The value of Open Development

Mark's recent blogpost on Raring community skunkworks got me thinking. I agree it would be unfair to spin this story as Canonical/Ubuntu switching to closed development. I also agree that (as the damage control messaging was quick to point out) inviting some members of the community to participate in closed development projects is actually a step towards more openness rather than a step backwards.

That said, it certainly is making the "closed development" option more official and organized, which is not a step in the right direction in my opinion. It reinforces it as a perfectly valid option, while I would really like it to be an exception for corner cases. So at this point, it may be useful to insist a bit on the benefits of open development, and why dropping them might not be that good of an idea.
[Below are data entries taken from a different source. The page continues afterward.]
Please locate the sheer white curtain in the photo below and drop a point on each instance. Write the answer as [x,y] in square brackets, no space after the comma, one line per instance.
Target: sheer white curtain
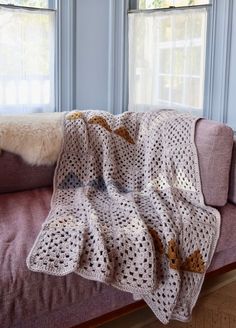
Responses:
[27,51]
[167,59]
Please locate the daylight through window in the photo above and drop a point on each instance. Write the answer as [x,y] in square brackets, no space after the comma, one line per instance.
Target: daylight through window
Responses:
[167,52]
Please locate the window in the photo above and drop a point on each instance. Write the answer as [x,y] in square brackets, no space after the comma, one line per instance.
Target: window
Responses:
[167,51]
[27,56]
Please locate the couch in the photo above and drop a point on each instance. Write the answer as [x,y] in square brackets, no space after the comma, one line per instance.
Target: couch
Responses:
[36,300]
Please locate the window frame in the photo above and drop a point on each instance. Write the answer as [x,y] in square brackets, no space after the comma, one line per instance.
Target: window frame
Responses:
[206,111]
[64,60]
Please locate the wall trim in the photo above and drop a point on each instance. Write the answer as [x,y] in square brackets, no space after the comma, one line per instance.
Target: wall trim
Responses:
[65,58]
[117,101]
[217,81]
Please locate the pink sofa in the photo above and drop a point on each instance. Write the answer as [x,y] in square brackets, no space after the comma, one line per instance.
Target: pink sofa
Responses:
[29,299]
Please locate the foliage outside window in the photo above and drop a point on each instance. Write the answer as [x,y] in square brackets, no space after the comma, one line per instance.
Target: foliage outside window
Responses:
[27,45]
[167,51]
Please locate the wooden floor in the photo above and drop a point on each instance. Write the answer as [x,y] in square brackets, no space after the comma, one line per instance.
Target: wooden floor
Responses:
[216,308]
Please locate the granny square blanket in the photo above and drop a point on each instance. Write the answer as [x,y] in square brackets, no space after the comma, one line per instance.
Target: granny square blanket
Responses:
[128,209]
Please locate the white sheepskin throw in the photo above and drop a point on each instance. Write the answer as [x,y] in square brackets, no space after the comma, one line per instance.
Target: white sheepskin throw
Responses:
[35,137]
[128,209]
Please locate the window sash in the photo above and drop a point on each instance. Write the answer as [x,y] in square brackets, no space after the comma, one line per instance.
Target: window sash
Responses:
[30,92]
[161,75]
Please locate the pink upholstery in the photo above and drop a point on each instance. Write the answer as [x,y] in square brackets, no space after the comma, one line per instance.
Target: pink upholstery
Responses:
[232,181]
[25,296]
[16,175]
[214,145]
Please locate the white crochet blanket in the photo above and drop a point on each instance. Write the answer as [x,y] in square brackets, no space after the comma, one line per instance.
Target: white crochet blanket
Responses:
[128,209]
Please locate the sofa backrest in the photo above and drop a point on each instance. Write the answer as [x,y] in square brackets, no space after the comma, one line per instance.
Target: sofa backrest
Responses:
[16,175]
[214,143]
[214,146]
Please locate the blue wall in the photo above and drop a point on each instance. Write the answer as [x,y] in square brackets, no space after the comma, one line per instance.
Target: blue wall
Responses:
[101,68]
[92,45]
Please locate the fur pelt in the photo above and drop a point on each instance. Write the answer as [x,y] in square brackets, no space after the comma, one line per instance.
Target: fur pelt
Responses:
[37,138]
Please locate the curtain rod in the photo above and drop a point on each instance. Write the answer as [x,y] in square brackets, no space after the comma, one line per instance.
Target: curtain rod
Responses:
[140,11]
[26,8]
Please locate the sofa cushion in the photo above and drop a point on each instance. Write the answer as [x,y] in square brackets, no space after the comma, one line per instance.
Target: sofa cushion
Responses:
[30,299]
[214,143]
[16,175]
[214,146]
[232,181]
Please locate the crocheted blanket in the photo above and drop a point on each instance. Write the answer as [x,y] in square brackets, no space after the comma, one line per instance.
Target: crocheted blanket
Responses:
[128,209]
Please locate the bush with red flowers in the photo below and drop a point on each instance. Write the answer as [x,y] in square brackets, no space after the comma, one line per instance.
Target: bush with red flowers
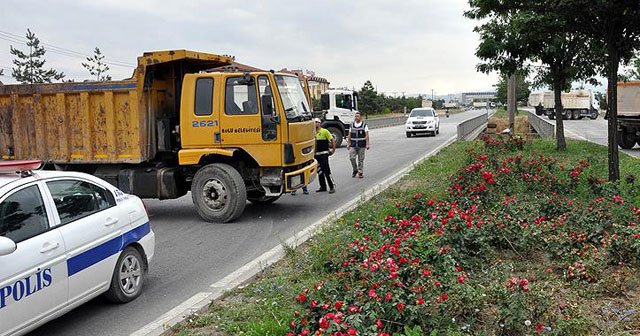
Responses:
[454,264]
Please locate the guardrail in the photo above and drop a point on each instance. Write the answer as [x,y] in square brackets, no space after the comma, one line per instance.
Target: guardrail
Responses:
[471,128]
[384,122]
[543,127]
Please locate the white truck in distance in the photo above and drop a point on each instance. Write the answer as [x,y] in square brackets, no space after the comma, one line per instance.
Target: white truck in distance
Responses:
[339,108]
[480,105]
[628,114]
[536,100]
[576,104]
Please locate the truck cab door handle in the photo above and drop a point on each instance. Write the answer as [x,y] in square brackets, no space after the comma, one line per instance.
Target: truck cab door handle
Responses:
[48,247]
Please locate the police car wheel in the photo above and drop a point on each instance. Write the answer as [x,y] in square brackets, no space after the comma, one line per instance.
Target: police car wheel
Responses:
[128,277]
[219,193]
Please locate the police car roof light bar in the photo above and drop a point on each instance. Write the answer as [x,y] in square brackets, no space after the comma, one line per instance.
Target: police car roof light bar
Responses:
[24,167]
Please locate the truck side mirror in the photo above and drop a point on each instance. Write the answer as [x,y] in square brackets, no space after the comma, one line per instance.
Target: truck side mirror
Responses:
[267,105]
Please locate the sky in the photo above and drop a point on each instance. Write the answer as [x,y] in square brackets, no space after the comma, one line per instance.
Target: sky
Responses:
[410,46]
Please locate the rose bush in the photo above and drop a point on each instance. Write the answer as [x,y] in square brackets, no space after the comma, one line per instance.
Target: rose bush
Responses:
[439,264]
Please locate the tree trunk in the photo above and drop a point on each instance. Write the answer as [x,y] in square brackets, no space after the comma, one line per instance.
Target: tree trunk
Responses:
[511,102]
[561,143]
[612,121]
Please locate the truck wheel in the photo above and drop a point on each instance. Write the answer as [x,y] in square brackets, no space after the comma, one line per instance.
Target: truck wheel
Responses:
[263,200]
[337,135]
[219,193]
[626,140]
[127,278]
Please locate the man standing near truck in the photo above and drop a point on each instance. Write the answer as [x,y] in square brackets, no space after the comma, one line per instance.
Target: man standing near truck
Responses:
[357,143]
[323,139]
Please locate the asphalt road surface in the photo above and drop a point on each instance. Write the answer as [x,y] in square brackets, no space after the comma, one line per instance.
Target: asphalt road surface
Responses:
[192,254]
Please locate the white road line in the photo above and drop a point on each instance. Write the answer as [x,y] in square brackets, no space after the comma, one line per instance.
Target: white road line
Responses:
[200,302]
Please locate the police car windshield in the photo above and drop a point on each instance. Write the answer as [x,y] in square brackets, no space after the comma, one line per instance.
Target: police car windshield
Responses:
[295,102]
[421,113]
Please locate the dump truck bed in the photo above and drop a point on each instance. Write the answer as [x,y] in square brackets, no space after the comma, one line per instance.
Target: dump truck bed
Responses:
[99,122]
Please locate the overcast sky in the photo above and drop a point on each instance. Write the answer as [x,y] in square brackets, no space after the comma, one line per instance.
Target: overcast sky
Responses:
[411,46]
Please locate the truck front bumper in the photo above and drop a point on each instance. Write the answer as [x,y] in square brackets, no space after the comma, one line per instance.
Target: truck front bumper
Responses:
[299,178]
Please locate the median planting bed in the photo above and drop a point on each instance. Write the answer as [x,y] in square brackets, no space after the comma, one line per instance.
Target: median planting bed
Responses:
[493,237]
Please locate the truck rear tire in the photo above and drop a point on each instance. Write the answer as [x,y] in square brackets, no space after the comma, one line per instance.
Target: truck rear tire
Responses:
[219,193]
[337,135]
[626,140]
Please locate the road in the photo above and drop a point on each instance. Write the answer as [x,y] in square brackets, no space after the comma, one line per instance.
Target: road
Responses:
[592,130]
[192,254]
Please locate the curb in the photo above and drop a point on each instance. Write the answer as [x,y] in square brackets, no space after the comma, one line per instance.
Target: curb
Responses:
[201,301]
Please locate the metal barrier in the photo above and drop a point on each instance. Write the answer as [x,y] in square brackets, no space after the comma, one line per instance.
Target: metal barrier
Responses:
[471,128]
[543,127]
[384,122]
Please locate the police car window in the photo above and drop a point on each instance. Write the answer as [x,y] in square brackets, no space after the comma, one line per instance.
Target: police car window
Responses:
[22,215]
[77,199]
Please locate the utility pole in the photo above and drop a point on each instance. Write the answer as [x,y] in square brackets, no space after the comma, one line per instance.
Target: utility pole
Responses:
[511,102]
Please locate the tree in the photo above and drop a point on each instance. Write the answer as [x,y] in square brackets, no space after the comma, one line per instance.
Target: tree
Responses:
[368,99]
[523,89]
[613,25]
[96,66]
[29,68]
[518,33]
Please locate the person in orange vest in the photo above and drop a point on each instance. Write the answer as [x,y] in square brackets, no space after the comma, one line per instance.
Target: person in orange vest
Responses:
[325,146]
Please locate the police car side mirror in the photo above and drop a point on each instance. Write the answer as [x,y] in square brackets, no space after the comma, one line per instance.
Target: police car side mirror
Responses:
[7,246]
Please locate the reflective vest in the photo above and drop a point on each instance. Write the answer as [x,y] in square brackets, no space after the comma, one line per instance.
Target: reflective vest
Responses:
[358,135]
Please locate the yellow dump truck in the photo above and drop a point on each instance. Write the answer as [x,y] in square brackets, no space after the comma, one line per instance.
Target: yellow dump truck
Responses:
[175,126]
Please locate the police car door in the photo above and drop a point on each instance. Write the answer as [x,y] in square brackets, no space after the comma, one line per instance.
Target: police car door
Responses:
[33,279]
[92,226]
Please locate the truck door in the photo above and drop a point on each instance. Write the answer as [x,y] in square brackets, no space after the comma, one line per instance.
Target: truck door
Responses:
[204,129]
[250,121]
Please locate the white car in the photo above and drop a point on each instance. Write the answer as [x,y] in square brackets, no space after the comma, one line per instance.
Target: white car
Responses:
[422,120]
[66,238]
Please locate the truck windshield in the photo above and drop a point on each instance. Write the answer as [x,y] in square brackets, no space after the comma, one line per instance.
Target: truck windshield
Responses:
[295,103]
[421,113]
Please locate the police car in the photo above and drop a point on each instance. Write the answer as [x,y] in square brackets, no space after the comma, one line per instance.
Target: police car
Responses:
[66,238]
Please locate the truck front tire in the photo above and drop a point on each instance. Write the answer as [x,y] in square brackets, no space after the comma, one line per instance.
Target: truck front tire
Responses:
[219,193]
[337,135]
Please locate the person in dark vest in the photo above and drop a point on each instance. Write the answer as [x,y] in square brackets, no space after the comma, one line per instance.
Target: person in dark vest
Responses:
[357,143]
[325,146]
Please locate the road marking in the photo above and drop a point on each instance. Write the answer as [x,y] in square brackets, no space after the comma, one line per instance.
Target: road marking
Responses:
[201,301]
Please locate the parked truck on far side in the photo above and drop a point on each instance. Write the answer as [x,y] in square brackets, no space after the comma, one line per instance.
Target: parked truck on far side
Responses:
[576,104]
[175,126]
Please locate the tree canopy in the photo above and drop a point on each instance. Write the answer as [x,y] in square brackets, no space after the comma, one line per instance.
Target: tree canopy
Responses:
[29,66]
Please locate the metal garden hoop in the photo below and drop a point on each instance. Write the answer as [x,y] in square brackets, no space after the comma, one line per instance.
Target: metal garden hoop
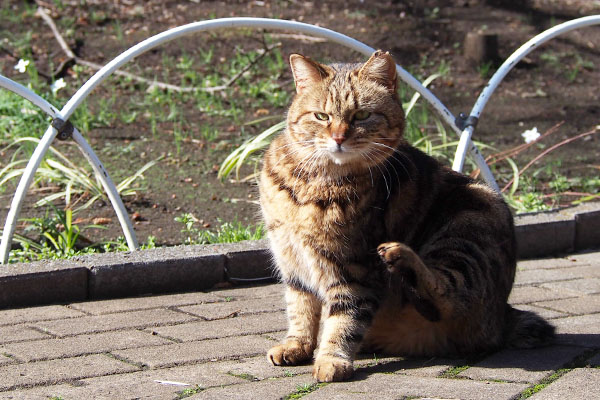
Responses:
[465,144]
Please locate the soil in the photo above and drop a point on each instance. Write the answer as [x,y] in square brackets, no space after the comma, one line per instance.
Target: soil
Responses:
[556,83]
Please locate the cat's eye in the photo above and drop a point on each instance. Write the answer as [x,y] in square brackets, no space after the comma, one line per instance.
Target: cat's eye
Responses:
[361,115]
[321,116]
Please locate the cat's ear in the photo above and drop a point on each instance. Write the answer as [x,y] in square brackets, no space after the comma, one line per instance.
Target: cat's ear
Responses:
[306,71]
[381,68]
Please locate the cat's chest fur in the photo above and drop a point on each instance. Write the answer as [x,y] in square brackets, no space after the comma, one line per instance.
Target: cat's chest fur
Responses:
[321,225]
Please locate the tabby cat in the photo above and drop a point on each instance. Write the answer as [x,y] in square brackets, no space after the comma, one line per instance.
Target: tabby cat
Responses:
[400,254]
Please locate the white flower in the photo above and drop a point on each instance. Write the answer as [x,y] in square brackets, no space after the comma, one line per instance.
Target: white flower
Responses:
[530,135]
[57,85]
[22,65]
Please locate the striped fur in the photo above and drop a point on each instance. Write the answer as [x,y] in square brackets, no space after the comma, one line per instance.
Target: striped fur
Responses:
[378,242]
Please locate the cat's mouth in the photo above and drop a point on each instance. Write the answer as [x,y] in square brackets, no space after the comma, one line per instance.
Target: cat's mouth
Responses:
[339,153]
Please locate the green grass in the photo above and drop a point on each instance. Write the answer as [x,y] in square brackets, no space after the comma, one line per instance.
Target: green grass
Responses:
[227,232]
[453,372]
[245,376]
[189,392]
[543,383]
[303,390]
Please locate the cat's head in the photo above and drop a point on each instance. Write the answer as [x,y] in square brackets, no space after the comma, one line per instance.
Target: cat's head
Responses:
[346,115]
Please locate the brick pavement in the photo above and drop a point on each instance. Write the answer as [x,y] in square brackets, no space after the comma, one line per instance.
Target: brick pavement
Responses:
[212,345]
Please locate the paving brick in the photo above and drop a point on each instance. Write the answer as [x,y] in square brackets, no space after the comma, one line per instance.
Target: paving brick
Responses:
[205,350]
[268,389]
[243,325]
[110,322]
[57,371]
[581,330]
[19,333]
[576,305]
[581,383]
[38,393]
[592,258]
[80,345]
[523,365]
[224,309]
[431,367]
[32,314]
[576,287]
[145,303]
[259,368]
[135,385]
[147,384]
[386,386]
[251,292]
[530,294]
[542,312]
[537,276]
[551,263]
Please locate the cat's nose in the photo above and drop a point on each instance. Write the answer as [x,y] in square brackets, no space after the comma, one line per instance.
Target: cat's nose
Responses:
[338,139]
[339,133]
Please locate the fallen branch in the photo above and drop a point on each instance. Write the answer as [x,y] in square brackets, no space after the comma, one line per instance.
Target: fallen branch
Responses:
[513,151]
[152,83]
[548,150]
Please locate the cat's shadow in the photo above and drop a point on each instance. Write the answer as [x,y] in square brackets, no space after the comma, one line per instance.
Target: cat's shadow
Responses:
[567,349]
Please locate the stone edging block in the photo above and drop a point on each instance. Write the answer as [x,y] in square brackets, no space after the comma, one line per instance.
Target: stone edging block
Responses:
[558,231]
[201,267]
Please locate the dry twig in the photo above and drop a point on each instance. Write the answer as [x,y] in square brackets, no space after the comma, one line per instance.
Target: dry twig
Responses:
[548,150]
[152,83]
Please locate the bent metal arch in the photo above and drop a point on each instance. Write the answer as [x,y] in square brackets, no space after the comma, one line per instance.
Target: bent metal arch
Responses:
[462,126]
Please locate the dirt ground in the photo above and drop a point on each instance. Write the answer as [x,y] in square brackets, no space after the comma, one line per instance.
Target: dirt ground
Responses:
[559,82]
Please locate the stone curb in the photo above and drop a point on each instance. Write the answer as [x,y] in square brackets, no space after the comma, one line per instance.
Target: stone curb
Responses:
[201,267]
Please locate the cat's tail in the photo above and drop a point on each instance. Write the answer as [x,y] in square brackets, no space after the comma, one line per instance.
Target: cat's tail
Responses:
[525,329]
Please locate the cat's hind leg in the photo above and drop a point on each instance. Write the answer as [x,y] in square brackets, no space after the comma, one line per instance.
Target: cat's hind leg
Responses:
[304,314]
[418,283]
[351,308]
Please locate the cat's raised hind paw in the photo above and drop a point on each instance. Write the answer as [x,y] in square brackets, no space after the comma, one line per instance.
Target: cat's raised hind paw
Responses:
[394,254]
[292,352]
[332,369]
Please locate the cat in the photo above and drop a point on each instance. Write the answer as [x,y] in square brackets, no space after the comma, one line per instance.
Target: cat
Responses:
[401,254]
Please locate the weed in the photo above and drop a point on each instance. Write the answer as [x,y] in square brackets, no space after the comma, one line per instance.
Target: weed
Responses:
[244,375]
[303,390]
[485,69]
[228,232]
[544,382]
[453,372]
[189,392]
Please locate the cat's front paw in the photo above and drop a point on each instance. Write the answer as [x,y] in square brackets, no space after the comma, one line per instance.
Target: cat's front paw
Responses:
[332,369]
[292,352]
[395,255]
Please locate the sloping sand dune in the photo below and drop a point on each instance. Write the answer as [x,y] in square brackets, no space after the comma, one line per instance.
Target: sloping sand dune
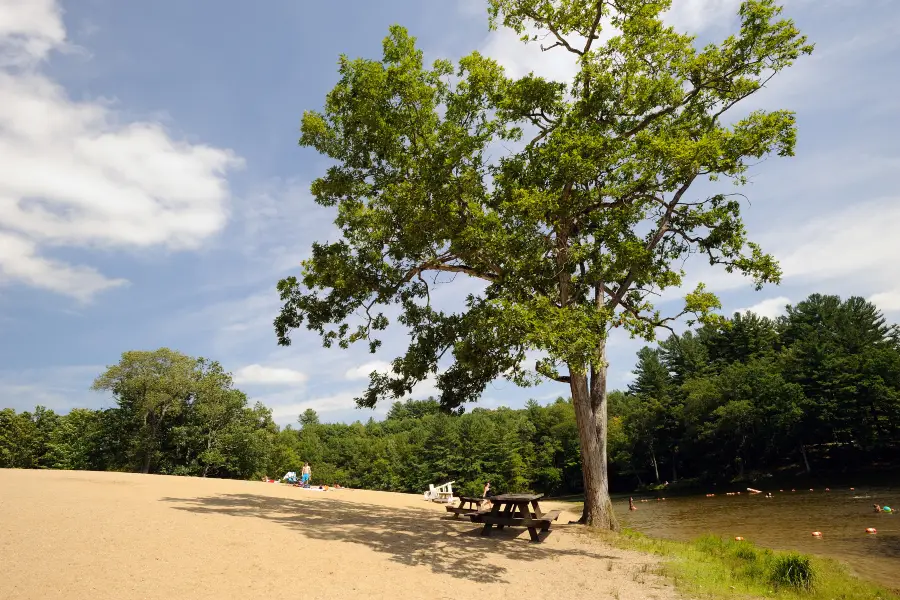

Open Development is a transparent way of developing software, where source code, bugs, patches, code reviews, design discussions, meetings happen in the open and are accessible by everyone. "Open Source" is a prerequisite of open development, but you can certainly do open source without doing open development: that's what I call the Android model and what others call Open behind walls model. You can go further than open development by also doing "Open Design": letting an open community of equals discuss and define the future features your project will implement, rather than restricting that privilege to a closed group of "core developers".

Open Development allows you to "release early, release often" and get the testing, QA, feedback of (all) your users. This is actually a good thing, not a bad thing. That feedback will help you catch corner cases, consider issues that you didn't predict, get outside patches. More importantly, Open Development helps lowering the barrier of entry for contributors to your project. It blurs the line between consumers and producers of the software (no more "us vs. them" mentality), resulting in a much more engaged community. Inviting select individuals to have early access to features before they are unveiled sounds more like a proprietary model beta testing program to me. It won't give you the amount of direct feedback and variety of contributors that open development gives you. Is the trade-off worth it ?

How much as I dislike the Android model, I understand that the ability for Google to give some select OEMs a bit of advance has some value. Reading Mark's post though, it seems that the main benefits for Ubuntu are in avoiding early exposure of immature code and get more splash PR effect at release time. I personally think that short-term, the drop in QA due to reduced feedback will offset those benefits, and long-term, the resulting drop in community engagement will also make this a bad trade-off.

In OpenStack, we founded the project on the Four Opens: Open Source, Open Development, Open Design and Open Community. This early decision is what made OpenStack so successful as a community, not the "cloud" hype. Open Development made us very friendly to new developers wanting to participate, and once they experienced Open Design (as exemplified in our Design Summits) they were sold and turned into advocates of our model and our project within their employing companies. Open Development was really instrumental to OpenStack growth and adoption.

In summary, I think Open Development is good because you end up producing better software with a larger and more engaged community of contributors, and if you want to drop that advantage, you better have a very good reason.